I've been looking into the AI alignment problem last couple of days and came up with the following summary of what problems there are and why. Also, I'd prefer using the umbrella name of Human alignment problem, as AI alignment is just a subset of it.

  • The problem is that we don't know what we want.
  • And even if we individually knew, we couldn't agree with others. (opinion aggregation)
  • Even if we agreed with others what we want, it would be hard to implement it. (coordination)
    • Because of game theory, momentum, and because of disagreements about how to do it.
  • Maybe we can create something smarter than us that solves these problems.
  • But we don't know how to create something smarter than us.
  • Maybe we can create something that will start out dumber, but can learn and will eventually become smarter.
  • We are afraid that something like this could become very powerful very quickly, and it’s likely to kill us - either as a mere side-effect or because of conflicting goals. (AI alignment problem)
  • But we don't know how to describe what it should learn. (outer alignment)
  • So maybe we can just give examples of what we know we want it to learn. (ML training)
    • We could make it learn from humans, but data from humans are inconsistent.
  • But it's impossible to describe all the cases, so in practice the situations facing the ML model will be quite different. (distributional shift)
  • And if what we want the ML model to learn is very specific and complicated, it's quite likely that what the model learns will behave very differently outside of our examples than how we'd want it to. (inner alignment)
  • It will also be hard to distinguish the cases where it does and where it doesn't do what we want. (eliciting latent knowledge)
    • Generally, sufficiently capable ML models are hard to understand. (interpretability)
  • Especially if the model knows it can do more of the stuff from training when we are not looking. (deceptive mesa optimizers)
  • Also, if we realize it’s doing something else than what we wanted it to, it might be hard to change it, because you’d be interfering with its learned goals. (corrigibility)

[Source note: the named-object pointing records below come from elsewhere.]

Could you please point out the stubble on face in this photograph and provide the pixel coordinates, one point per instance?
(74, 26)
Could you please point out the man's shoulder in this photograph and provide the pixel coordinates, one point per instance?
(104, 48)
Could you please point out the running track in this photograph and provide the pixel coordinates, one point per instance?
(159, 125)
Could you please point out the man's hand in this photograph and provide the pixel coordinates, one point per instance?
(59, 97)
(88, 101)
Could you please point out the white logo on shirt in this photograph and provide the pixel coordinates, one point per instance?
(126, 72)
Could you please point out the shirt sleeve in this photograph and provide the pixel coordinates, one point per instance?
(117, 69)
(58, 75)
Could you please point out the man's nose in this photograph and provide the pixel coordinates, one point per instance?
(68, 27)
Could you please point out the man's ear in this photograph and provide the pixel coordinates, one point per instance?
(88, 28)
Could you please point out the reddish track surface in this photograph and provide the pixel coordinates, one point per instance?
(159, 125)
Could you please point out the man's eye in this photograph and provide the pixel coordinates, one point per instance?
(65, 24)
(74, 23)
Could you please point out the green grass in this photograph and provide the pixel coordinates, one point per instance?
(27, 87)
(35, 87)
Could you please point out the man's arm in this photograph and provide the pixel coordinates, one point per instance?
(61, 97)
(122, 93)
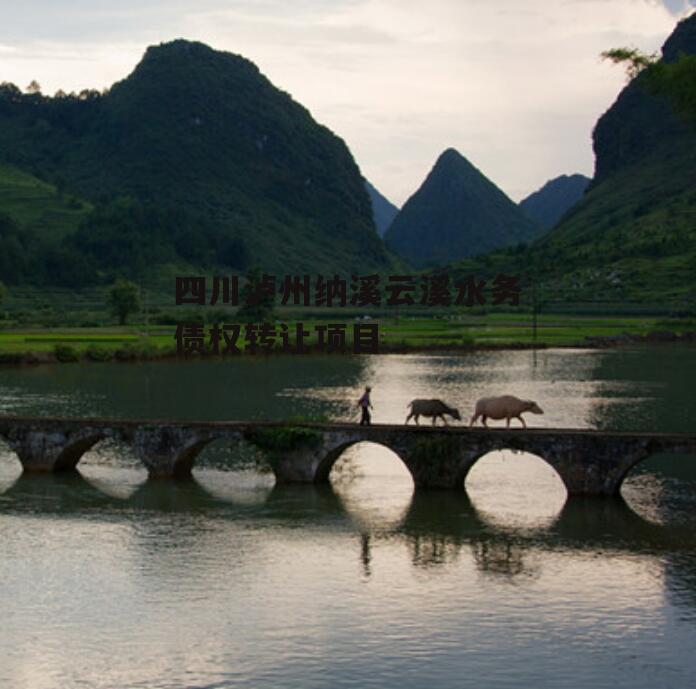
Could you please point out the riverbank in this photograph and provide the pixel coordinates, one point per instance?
(406, 335)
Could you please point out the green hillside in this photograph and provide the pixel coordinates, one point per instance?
(457, 212)
(632, 237)
(195, 158)
(37, 206)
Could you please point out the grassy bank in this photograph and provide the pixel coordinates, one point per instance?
(500, 330)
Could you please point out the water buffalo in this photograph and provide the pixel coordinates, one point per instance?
(505, 407)
(434, 408)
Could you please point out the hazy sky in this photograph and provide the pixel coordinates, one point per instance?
(515, 85)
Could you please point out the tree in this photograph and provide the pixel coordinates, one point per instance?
(674, 80)
(258, 300)
(124, 298)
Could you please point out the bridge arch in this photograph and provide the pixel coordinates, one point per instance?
(644, 455)
(323, 469)
(471, 458)
(516, 489)
(75, 449)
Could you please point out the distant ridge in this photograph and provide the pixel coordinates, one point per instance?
(383, 210)
(550, 203)
(457, 212)
(194, 159)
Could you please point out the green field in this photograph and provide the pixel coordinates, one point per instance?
(38, 206)
(405, 334)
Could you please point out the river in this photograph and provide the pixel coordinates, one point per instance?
(113, 581)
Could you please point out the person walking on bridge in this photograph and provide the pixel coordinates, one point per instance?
(365, 406)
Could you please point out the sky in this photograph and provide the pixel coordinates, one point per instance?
(515, 86)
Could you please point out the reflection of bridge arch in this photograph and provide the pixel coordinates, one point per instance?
(588, 462)
(333, 454)
(472, 459)
(651, 453)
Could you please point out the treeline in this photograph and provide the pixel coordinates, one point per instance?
(118, 238)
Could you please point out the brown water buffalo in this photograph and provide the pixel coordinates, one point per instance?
(504, 407)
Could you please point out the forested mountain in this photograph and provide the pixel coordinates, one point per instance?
(457, 212)
(194, 159)
(633, 234)
(550, 203)
(383, 210)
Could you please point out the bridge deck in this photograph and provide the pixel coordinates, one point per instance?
(426, 428)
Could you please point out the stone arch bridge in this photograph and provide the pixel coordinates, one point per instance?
(588, 462)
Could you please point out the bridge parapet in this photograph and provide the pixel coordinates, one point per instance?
(588, 462)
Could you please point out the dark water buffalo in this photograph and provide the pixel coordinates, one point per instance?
(433, 408)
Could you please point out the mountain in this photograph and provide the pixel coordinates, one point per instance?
(632, 237)
(383, 210)
(548, 205)
(195, 159)
(457, 212)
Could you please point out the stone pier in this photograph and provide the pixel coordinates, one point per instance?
(588, 462)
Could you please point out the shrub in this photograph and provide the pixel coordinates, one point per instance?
(96, 353)
(65, 353)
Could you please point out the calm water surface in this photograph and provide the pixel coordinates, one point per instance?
(112, 581)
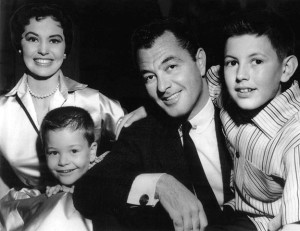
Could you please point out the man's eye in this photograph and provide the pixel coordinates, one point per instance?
(257, 61)
(49, 153)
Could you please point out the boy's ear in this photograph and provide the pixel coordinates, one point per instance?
(290, 65)
(201, 61)
(93, 151)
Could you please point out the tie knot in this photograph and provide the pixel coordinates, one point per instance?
(186, 127)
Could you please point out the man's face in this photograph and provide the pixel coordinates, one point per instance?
(252, 70)
(173, 78)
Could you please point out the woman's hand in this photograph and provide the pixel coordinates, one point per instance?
(52, 190)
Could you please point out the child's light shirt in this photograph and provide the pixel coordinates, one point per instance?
(266, 154)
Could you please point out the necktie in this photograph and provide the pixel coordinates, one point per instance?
(198, 178)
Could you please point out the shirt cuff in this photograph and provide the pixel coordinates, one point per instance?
(143, 188)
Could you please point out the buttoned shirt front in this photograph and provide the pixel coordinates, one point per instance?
(266, 153)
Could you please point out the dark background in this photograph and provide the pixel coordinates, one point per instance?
(101, 56)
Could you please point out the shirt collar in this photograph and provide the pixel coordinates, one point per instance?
(202, 120)
(65, 85)
(281, 109)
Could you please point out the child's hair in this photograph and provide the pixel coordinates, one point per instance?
(263, 22)
(69, 117)
(260, 23)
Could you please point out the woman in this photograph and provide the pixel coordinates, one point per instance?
(43, 34)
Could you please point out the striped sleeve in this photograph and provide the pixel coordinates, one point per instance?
(214, 84)
(291, 194)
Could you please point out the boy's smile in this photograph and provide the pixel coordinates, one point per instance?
(252, 70)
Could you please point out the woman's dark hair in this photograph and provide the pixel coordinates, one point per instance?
(145, 36)
(39, 11)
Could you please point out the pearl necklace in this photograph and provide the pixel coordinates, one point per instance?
(41, 96)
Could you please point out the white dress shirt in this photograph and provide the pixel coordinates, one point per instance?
(203, 133)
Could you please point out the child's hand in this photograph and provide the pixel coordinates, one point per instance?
(58, 188)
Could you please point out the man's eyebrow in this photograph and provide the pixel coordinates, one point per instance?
(56, 35)
(168, 59)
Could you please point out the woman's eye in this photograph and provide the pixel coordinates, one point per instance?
(230, 63)
(149, 78)
(32, 39)
(55, 41)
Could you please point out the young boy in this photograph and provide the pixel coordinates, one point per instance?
(69, 141)
(260, 116)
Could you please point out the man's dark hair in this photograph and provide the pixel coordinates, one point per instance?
(145, 36)
(70, 117)
(39, 11)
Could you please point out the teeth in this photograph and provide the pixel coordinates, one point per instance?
(66, 171)
(245, 90)
(43, 61)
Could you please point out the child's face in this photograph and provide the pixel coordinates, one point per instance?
(68, 154)
(252, 70)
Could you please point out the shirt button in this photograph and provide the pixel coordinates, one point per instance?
(144, 200)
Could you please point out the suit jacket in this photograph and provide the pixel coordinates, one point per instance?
(151, 145)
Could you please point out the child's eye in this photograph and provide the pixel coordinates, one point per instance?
(55, 41)
(257, 61)
(230, 63)
(171, 67)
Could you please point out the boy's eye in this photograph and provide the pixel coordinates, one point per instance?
(257, 61)
(55, 41)
(171, 67)
(230, 63)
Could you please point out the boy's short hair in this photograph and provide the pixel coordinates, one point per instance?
(39, 11)
(263, 22)
(145, 36)
(70, 117)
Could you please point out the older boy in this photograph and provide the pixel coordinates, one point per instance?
(260, 116)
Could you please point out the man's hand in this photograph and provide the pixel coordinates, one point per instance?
(129, 118)
(184, 208)
(58, 188)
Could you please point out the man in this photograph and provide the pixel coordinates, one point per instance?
(148, 177)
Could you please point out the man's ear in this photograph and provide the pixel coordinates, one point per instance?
(290, 65)
(93, 151)
(201, 61)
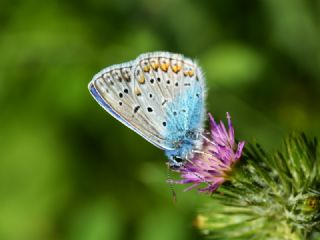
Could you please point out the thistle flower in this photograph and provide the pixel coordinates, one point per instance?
(213, 163)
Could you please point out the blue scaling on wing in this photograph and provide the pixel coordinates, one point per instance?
(185, 121)
(102, 103)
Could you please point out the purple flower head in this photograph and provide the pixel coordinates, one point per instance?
(212, 164)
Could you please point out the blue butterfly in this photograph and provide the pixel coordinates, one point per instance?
(159, 95)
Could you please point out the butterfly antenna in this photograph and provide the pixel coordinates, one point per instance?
(174, 195)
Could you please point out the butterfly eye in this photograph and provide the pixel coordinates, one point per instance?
(154, 63)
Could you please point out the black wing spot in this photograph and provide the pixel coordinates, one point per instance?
(136, 109)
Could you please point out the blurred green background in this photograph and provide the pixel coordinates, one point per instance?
(70, 171)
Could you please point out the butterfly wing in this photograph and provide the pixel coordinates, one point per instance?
(141, 93)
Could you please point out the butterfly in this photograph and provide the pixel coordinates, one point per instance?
(160, 96)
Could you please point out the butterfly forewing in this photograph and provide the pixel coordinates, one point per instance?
(140, 94)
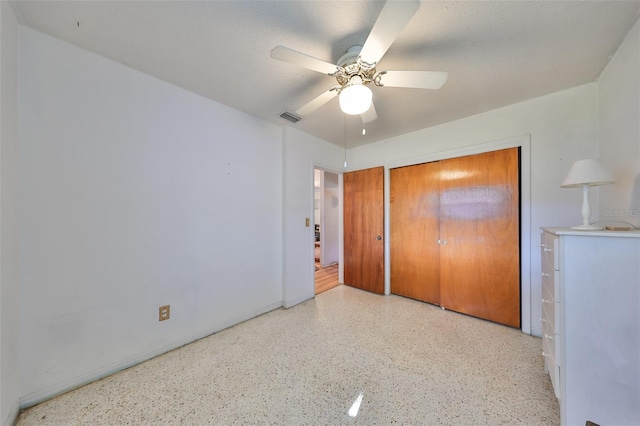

This is just a summary of my current understanding of the problem landscape. I don't subscribe to the stated motivations and conclusions, but more about that some other time.

Please, let me know if I omitted or misrepresented some important aspect of the problem (given how simplified version it intends to be).

New to LessWrong?

New Comment
3 comments, sorted by Click to highlight new comments since: Today at 8:00 AM

Not an expert, but will try to comment:

And even if we individually knew, we couldn't agree with others. (opinion aggregation)

I think this does not belong to the list. Yes, it is an important problem, but unlike the rest of the list, it does not have the "I don't even know where I would start" quality. If you could extract one person's preferences and turn them into an equation, then you could e.g. just repeat the process several billion times (expensive, but simple in theory) and then make an average of the obtained equations or something.

Even if we agreed with others what we want, it would be hard to implement it. (coordination)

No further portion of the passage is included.